The papillary muscles keep the valve leaflets from flopping back into the atrium. The chords are designed to control the movement of the valve leaflets similar to ropes attached to the sail of a boat. When the RA is full, it contracts. This builds up pressure and pushes the tricuspid valve open. Blood now rushes from the RA into the right ventricle (RV). When the RV is filled, the walls of the ventricle begin to contract and the pressure within the RV rises. The increased pressure shuts the tricuspid valve and blood is pumped into the pulmonary artery (pronounced PULL-mun-narey) through the pulmonic valve (pronounced pull-MON-nick). The diagram below once again shows the four heart valves as viewed from the top of the heart, i.e., we are looking down at the two ventricles with the right atrium and left atrium removed.
The pulmonic valve is made up of three cusps or flexible cup-like structures, capable of holding blood. When the pressure in the right ventricle is low (as is the case when the RV is filling with blood) blood starts to move backward from the lungs toward the RV. The three cusps of the pulmonic valve fill with that blood and their sides touch each other, effectively shutting the valve. This prevents blood from leaking from the pulmonary artery into the right ventricle while the RV is filling. When the RV contracts to empty, the pressure within the RV rises above that of the pulmonary artery. This forces open the three cusps of the pulmonic valve and blood rushes through the pulmonary artery towards the lungs, where the red blood cells pick up oxygen.

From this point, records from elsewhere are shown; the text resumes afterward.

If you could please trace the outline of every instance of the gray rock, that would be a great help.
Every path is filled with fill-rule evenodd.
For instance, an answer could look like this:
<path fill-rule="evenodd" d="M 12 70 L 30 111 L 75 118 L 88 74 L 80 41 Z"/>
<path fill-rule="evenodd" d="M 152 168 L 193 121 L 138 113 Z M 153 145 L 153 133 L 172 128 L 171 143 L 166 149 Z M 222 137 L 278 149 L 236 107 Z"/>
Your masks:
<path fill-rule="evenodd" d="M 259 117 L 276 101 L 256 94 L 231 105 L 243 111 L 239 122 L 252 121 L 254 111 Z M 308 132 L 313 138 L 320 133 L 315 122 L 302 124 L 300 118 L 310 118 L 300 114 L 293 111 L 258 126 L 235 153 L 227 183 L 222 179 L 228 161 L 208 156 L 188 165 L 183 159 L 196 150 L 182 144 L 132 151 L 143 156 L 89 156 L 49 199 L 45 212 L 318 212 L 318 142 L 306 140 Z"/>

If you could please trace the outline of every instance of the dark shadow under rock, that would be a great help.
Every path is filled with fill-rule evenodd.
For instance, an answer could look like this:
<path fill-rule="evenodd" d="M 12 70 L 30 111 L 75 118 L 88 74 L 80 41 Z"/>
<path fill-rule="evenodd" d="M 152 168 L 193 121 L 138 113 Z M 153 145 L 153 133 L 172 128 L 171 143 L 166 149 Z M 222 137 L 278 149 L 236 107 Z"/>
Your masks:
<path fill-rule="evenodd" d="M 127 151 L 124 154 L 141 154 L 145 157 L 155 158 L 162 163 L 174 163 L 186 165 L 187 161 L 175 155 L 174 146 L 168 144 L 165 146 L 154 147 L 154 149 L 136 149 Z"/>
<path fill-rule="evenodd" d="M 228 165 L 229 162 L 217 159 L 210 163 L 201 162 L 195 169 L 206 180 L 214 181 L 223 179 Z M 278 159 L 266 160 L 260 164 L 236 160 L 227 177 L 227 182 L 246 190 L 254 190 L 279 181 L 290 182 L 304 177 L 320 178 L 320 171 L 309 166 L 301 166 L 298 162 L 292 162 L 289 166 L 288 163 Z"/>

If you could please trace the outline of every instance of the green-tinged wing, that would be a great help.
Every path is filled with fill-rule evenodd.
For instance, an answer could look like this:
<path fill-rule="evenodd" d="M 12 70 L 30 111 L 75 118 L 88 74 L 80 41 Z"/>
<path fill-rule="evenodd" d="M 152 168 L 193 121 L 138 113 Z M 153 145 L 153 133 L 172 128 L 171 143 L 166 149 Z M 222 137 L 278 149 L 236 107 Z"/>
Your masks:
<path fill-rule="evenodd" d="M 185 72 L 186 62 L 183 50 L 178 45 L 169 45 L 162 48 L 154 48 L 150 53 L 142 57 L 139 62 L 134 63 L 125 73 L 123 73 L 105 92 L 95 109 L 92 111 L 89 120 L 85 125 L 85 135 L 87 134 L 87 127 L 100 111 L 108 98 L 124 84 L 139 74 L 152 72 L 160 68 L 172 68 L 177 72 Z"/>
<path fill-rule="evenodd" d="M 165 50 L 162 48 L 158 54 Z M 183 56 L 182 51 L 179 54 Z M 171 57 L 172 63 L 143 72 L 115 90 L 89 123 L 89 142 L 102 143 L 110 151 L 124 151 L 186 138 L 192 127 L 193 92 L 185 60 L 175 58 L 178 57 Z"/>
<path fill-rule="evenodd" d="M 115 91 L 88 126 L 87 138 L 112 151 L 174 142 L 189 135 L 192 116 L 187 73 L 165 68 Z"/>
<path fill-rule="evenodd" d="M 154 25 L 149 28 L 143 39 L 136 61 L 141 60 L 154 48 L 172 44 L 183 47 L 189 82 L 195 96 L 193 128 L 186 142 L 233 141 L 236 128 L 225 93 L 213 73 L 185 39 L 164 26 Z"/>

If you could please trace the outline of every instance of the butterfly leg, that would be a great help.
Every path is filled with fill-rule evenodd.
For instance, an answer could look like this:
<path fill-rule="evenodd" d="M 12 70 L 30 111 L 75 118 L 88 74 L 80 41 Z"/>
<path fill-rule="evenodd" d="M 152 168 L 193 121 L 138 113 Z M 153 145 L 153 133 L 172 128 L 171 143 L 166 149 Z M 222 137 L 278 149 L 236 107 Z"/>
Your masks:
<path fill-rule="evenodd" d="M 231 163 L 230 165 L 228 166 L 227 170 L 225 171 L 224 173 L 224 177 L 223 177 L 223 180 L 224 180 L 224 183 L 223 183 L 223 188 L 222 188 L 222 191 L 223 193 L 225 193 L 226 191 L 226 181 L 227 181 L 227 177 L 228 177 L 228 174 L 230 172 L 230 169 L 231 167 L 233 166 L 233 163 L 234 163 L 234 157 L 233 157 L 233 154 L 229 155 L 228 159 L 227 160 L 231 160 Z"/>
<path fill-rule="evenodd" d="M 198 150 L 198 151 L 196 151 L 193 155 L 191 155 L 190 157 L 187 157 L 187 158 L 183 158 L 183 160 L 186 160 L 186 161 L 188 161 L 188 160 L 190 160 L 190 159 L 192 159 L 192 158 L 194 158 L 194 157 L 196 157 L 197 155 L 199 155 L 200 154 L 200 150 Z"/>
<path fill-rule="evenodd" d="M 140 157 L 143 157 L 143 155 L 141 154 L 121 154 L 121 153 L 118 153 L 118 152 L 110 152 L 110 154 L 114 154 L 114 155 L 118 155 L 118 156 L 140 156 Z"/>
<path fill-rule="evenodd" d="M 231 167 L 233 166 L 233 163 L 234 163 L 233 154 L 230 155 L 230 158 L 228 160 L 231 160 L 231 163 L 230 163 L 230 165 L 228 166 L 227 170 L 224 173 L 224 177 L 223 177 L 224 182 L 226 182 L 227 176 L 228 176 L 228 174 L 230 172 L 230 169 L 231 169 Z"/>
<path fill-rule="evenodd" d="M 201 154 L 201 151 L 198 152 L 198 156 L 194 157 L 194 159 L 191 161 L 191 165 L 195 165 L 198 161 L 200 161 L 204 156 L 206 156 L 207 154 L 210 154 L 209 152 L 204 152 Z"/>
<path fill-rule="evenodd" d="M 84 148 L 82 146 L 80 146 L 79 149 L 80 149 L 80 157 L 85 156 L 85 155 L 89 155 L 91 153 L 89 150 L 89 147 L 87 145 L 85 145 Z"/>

The oxygenated blood from the lungs now returns to the left atrium (LA) via four tubes that are known as pulmonary veins (each draining a separate portion of the lungs). The pulmonary veins empty into the back portion of the LA. When the LA is completely filled it contracts. The mitral valve then opens, and blood is forced into the left ventricle (LV). When the LV is completely filled, it starts to empty its contents by contacting its walls. This increases pressure within the chamber, shuts the mitral valve and opens the aortic valve (AV, pronounced ey-OR-tick). The sequence is similar to that described for the RA, RV and pulmonic valve. The aortic valve also has three cusps.
The mitral and tricuspid valves open and the aortic and pulmonic valves shut while the ventricles fill with blood. In contrast, the mitral and tricuspid valves shut while the aortic and pulmonic valves open during ventricular contraction. This sequence ensures that the ventricles are filled to capacity before the ventricles start to pump blood and that the blood flows in only one direction.
After leaving the LV, blood now rushes through the aorta (pronounced a-OR-tah). The aorta is the main "highway" blood vessel that supplies blood to the head, neck, arms, legs, kidneys, etc. Blood is brought to these organs and limbs via branches that originate from the aorta. The cells within each part of the body pick up oxygen and nutrients from the blood. The oxygen-poor blood then returns to the RA, via the superior and inferior vena cava, and the beat goes on!!